Universals and change

Roger Wright Roger.Wright at liverpool.ac.uk
Wed Aug 12 13:30:17 UTC 1998


----------------------------Original message----------------------------
 
 
Professor Farlund's contribution is nicely put and admirably concise;
yet the existence of "Universal Grammar" is a theory; the properties
that it is said to have are also theoretical (and they too change over
time). The fact that languages change is universally true (empirically);
surely only the latter qualifies as a genuine "universal"?
        Nor is it necessarily true that, every time a detail of a
language changes, the whole "system" changes; that too is a theory, one
which I know most linguists subscribe to (but which seems rather an
unhelpful perspective to others). New details in practice usually
introduce variability into the exisitng system, rather than abolishing
it. It would be different if new linguistic phenomena always ousted the
old ones at once, but (empirical truth) they don't.

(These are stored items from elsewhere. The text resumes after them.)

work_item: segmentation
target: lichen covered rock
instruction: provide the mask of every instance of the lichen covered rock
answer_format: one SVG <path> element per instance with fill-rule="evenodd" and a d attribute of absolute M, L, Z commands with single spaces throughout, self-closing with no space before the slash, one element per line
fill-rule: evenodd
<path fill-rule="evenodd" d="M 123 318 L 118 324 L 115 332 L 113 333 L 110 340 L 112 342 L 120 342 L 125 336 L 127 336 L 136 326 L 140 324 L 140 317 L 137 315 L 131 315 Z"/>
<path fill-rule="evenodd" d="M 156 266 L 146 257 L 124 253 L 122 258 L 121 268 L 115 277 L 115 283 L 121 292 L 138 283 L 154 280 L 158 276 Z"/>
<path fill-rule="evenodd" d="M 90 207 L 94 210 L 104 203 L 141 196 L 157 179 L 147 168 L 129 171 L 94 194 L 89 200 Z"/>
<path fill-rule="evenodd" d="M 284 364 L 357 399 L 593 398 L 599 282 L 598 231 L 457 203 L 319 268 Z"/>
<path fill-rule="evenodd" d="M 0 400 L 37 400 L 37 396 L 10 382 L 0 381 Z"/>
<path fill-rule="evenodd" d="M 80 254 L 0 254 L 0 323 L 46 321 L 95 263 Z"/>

        It's a real divide among linguists, this; whether we think facts
or theory are more important. If in doubt, I'd plump for the facts.
 
 
>The idea that change should be a universal is meaningless since language
>universals are based on generalizations over properties of *systems*. When
>a language changes, a system changes, and this new system must again obey
>whatever constraints are imposed by UG. Change in itself cannot be part of
>the system. The only interesting connection between universals and change
>is the fact that no change can lead to a result which violates UG.